Na mesma sexta-feira, 27 de março, mas à noite, chegou a Lisboa outro avião proveniente da China, especialmente fretado para trazer material médico para Portugal. Era suposto trazer 35 toneladas de material, mas só trouxe 24 .

-E os ventiladores?

-Não chegaram (cf. aqui).

Estava eu na galhofa com o meu amigo, já passava das onze da noite quando, tendo a TV ligada, lhe chamei a atenção, em sobressalto:

-Olha... liga a RTP3 … liga já!… estão a filmar a chegada ao Porto de mais um avião da China com material médico para Portugal…

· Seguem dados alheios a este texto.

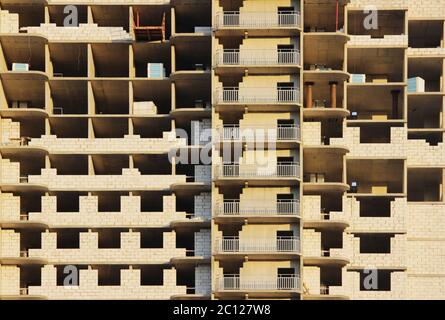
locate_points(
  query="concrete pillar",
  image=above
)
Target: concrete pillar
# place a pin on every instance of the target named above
(333, 85)
(395, 103)
(309, 94)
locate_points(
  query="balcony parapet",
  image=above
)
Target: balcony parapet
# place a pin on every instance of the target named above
(239, 208)
(130, 179)
(236, 282)
(84, 32)
(234, 170)
(386, 41)
(257, 57)
(126, 144)
(257, 133)
(266, 95)
(256, 20)
(240, 245)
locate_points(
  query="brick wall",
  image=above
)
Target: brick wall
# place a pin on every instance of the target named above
(9, 22)
(203, 280)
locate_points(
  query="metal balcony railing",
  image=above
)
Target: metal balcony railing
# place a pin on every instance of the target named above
(281, 170)
(236, 208)
(260, 20)
(258, 283)
(257, 57)
(257, 95)
(277, 245)
(259, 133)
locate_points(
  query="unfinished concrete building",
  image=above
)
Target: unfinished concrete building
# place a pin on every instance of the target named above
(322, 178)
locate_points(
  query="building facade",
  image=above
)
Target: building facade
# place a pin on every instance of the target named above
(194, 149)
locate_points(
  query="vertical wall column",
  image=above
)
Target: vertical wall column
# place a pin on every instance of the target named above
(333, 88)
(309, 94)
(395, 103)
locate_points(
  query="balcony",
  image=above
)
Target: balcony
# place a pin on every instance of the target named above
(283, 173)
(279, 211)
(257, 61)
(236, 96)
(258, 23)
(256, 134)
(236, 283)
(259, 248)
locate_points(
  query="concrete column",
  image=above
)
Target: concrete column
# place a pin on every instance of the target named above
(333, 85)
(309, 95)
(173, 59)
(395, 103)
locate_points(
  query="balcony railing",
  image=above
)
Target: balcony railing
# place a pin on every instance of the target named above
(236, 19)
(281, 207)
(277, 245)
(234, 57)
(282, 170)
(257, 95)
(259, 283)
(259, 133)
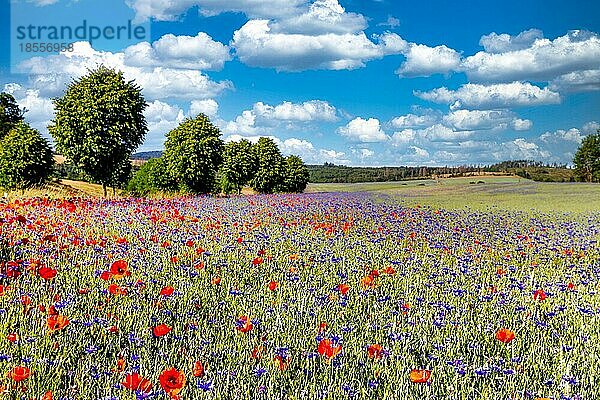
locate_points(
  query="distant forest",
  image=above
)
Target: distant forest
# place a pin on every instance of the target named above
(331, 173)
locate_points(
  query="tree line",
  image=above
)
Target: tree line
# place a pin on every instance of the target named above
(99, 122)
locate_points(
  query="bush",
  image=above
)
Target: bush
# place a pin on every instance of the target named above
(193, 153)
(25, 158)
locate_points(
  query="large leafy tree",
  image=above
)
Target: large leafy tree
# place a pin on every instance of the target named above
(99, 122)
(152, 177)
(193, 153)
(25, 158)
(239, 164)
(10, 113)
(270, 169)
(296, 175)
(587, 159)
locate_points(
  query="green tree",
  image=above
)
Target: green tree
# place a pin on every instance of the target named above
(99, 122)
(270, 169)
(152, 177)
(10, 113)
(239, 165)
(296, 175)
(587, 159)
(193, 154)
(25, 158)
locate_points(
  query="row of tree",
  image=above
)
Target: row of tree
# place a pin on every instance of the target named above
(99, 122)
(196, 160)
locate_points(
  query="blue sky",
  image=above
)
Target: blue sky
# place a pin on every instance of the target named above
(355, 82)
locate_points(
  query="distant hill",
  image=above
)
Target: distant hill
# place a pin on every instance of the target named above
(146, 155)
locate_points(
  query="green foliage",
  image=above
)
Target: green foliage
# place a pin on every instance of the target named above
(25, 158)
(296, 175)
(151, 178)
(587, 159)
(10, 113)
(239, 165)
(270, 171)
(193, 153)
(99, 122)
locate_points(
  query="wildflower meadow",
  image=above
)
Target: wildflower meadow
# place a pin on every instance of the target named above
(312, 296)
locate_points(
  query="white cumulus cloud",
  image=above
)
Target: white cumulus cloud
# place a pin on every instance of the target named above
(503, 95)
(363, 130)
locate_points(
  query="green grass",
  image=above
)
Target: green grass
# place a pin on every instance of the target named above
(502, 193)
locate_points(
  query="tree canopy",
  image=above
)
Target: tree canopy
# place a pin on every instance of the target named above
(193, 153)
(239, 165)
(270, 169)
(587, 159)
(25, 158)
(99, 122)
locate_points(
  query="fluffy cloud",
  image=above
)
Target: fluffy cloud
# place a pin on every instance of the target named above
(503, 43)
(161, 117)
(414, 121)
(590, 127)
(300, 147)
(189, 52)
(485, 119)
(366, 131)
(503, 95)
(156, 82)
(322, 17)
(264, 117)
(578, 81)
(208, 107)
(314, 110)
(168, 10)
(257, 45)
(542, 60)
(422, 60)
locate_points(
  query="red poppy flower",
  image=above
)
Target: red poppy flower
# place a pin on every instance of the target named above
(375, 351)
(57, 322)
(343, 288)
(19, 373)
(116, 290)
(161, 330)
(135, 382)
(327, 349)
(257, 261)
(368, 281)
(420, 375)
(257, 352)
(172, 381)
(105, 275)
(47, 273)
(322, 326)
(118, 269)
(167, 291)
(505, 335)
(389, 270)
(198, 369)
(539, 295)
(243, 324)
(282, 362)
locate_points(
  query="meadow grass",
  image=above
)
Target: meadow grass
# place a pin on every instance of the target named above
(431, 285)
(501, 193)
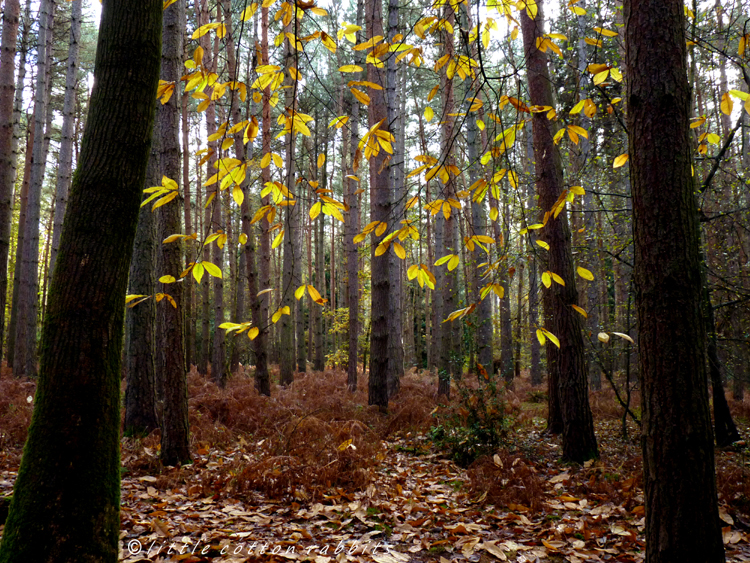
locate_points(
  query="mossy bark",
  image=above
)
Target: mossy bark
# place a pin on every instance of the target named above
(67, 495)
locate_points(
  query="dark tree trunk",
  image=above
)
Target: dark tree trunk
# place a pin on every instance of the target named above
(11, 13)
(380, 211)
(69, 480)
(141, 415)
(567, 367)
(175, 434)
(682, 522)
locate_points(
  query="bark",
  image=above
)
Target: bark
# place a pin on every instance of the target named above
(682, 520)
(189, 316)
(11, 14)
(141, 415)
(24, 362)
(395, 321)
(70, 473)
(292, 255)
(65, 159)
(351, 230)
(175, 434)
(567, 368)
(506, 321)
(380, 209)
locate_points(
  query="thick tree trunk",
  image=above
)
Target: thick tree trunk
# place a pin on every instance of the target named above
(11, 14)
(175, 434)
(567, 368)
(682, 522)
(380, 211)
(70, 472)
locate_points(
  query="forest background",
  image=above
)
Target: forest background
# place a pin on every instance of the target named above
(463, 225)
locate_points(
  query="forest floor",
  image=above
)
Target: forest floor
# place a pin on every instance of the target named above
(314, 474)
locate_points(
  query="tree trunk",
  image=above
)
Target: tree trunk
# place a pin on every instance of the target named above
(141, 414)
(66, 145)
(175, 433)
(292, 256)
(11, 14)
(380, 210)
(70, 473)
(567, 368)
(398, 191)
(26, 327)
(682, 522)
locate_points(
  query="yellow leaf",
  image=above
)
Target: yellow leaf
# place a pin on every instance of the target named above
(624, 337)
(551, 337)
(237, 195)
(198, 272)
(585, 274)
(361, 96)
(166, 199)
(212, 269)
(580, 311)
(726, 104)
(620, 160)
(315, 295)
(399, 250)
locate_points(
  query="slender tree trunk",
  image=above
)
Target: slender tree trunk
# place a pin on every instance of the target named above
(380, 210)
(66, 145)
(11, 14)
(141, 414)
(175, 433)
(567, 368)
(292, 256)
(69, 476)
(395, 311)
(189, 292)
(682, 522)
(26, 328)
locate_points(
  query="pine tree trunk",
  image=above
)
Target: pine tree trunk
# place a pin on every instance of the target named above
(70, 473)
(380, 210)
(66, 145)
(395, 321)
(682, 522)
(26, 327)
(141, 414)
(11, 14)
(175, 434)
(567, 368)
(292, 256)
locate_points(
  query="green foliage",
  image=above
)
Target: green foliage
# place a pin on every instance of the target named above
(478, 425)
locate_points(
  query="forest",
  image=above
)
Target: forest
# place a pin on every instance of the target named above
(429, 281)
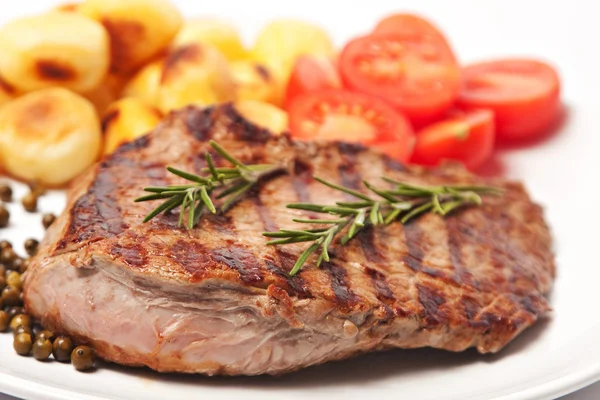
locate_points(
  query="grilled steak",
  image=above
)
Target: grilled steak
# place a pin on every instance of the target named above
(217, 300)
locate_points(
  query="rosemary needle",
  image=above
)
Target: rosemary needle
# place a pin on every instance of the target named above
(227, 184)
(402, 202)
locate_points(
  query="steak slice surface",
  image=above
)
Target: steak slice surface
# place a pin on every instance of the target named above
(216, 300)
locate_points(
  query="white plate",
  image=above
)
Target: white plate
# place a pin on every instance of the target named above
(553, 358)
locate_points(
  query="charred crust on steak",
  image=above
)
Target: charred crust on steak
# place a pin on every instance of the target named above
(133, 255)
(199, 122)
(242, 260)
(474, 279)
(340, 284)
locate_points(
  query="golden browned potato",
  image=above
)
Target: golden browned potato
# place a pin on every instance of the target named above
(264, 115)
(55, 49)
(218, 33)
(283, 41)
(107, 92)
(67, 7)
(127, 119)
(195, 74)
(49, 136)
(101, 97)
(139, 29)
(7, 92)
(144, 84)
(255, 82)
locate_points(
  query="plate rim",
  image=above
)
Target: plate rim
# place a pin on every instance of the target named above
(548, 390)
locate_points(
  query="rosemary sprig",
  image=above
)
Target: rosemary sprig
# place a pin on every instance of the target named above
(402, 202)
(227, 184)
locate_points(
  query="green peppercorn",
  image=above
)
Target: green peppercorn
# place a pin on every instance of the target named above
(42, 348)
(23, 329)
(62, 348)
(47, 220)
(22, 344)
(82, 358)
(37, 189)
(7, 257)
(14, 311)
(46, 335)
(29, 202)
(4, 216)
(4, 321)
(5, 192)
(10, 296)
(31, 246)
(13, 278)
(20, 320)
(18, 264)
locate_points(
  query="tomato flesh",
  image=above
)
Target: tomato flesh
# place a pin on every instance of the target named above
(415, 73)
(523, 94)
(336, 114)
(468, 138)
(311, 73)
(409, 25)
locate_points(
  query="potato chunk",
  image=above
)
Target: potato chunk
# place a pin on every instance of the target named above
(195, 74)
(255, 82)
(217, 33)
(67, 7)
(54, 49)
(264, 115)
(144, 84)
(281, 42)
(139, 29)
(126, 120)
(7, 92)
(50, 136)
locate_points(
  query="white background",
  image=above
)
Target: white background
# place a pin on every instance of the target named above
(560, 172)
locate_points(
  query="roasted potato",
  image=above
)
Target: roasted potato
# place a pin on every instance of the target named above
(139, 29)
(282, 41)
(255, 82)
(264, 115)
(55, 49)
(218, 33)
(49, 136)
(67, 7)
(7, 92)
(127, 119)
(101, 97)
(194, 74)
(144, 84)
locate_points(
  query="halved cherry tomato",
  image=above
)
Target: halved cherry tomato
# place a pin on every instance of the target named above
(311, 73)
(409, 24)
(352, 117)
(523, 94)
(415, 73)
(468, 138)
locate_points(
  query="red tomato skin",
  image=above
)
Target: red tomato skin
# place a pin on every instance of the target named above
(519, 118)
(439, 141)
(396, 137)
(311, 73)
(421, 110)
(410, 24)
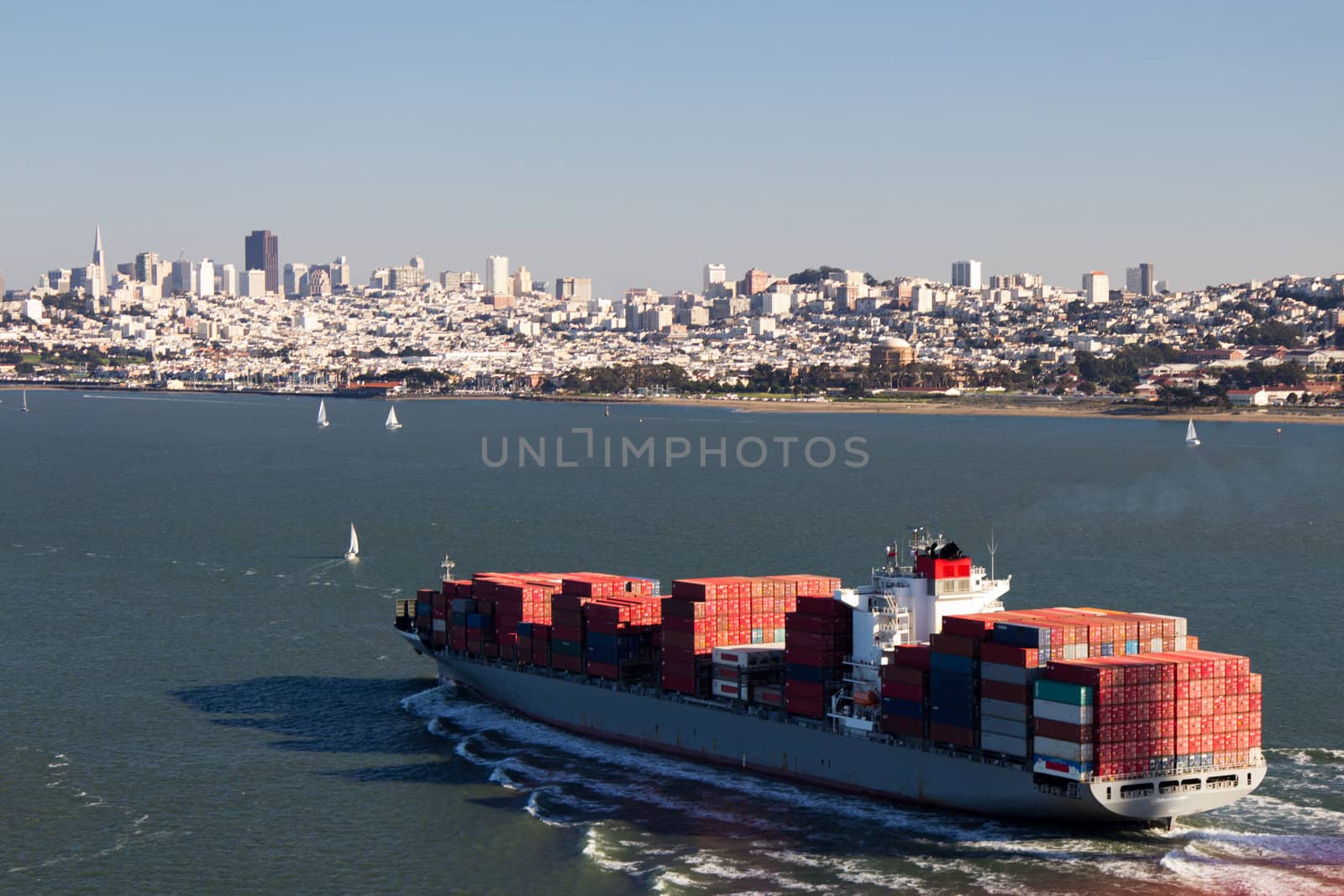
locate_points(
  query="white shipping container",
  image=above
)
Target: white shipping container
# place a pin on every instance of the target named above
(1065, 748)
(1008, 674)
(1062, 712)
(996, 726)
(1074, 770)
(730, 689)
(1003, 710)
(1003, 743)
(749, 656)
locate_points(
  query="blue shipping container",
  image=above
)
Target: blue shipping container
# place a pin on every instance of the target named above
(904, 708)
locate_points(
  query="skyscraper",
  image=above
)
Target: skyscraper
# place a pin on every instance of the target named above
(1146, 278)
(1097, 288)
(261, 251)
(967, 273)
(714, 275)
(147, 268)
(206, 278)
(295, 275)
(98, 261)
(497, 282)
(1133, 281)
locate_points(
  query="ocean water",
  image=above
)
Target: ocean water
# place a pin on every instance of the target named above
(201, 696)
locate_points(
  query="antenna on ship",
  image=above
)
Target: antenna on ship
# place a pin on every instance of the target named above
(994, 548)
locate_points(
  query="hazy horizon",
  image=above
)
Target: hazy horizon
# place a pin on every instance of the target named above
(633, 145)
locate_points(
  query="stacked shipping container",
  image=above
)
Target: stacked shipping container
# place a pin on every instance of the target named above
(819, 636)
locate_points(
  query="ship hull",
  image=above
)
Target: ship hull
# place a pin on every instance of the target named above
(820, 757)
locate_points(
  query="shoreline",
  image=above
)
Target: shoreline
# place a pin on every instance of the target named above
(1034, 407)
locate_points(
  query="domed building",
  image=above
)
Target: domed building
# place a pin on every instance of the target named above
(890, 354)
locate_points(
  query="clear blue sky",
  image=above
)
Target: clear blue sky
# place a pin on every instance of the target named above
(633, 143)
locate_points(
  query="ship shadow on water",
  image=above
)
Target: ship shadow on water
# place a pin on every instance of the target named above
(333, 715)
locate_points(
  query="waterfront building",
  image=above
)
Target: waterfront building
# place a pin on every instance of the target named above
(497, 281)
(1095, 288)
(261, 251)
(965, 273)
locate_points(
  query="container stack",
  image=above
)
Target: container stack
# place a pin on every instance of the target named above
(568, 631)
(954, 681)
(817, 638)
(1010, 664)
(1158, 714)
(622, 637)
(905, 692)
(741, 673)
(703, 614)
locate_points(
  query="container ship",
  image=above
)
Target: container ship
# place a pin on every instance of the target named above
(917, 687)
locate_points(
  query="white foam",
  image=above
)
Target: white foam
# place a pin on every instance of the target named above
(595, 851)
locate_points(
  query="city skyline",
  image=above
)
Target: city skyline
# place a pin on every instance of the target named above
(638, 145)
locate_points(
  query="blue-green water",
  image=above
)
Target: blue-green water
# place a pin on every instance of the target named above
(201, 696)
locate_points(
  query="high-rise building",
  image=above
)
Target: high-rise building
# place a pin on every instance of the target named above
(1146, 278)
(714, 275)
(1097, 288)
(261, 251)
(228, 280)
(754, 281)
(255, 284)
(206, 278)
(98, 289)
(522, 281)
(185, 277)
(339, 271)
(147, 268)
(965, 273)
(318, 281)
(496, 275)
(1133, 281)
(295, 275)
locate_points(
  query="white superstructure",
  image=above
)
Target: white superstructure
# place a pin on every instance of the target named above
(906, 605)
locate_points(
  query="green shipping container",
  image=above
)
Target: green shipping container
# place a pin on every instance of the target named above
(1063, 692)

O meu amigo, que é médico, adiantou logo:

-O avião deve precisar de um comprimento extra de pista porque deve vir muito pesado…

Sabe-se hoje que veio efectivamente da China com escala na Grécia (cf. aqui)

-E os ventiladores?

-Sobre esses é que nem sinal.

Durante a tarde de ontem já tinha aterrado um avião da TAP em Lisboa proveniente da China, com 15 toneladas de material médico.

-E trazia os ventiladores?

-Pois... não se sabe… parece que não… não há sinais deles… (cf. aqui)


O mercado está, de facto, uma selva. Tudo aponta para que o Governo português tenha embarcado no conto do vigário. E que a  jornalista São José Almeida, do Público, nos tenha servido até agora a melhor história trágico-cómica da presente crise.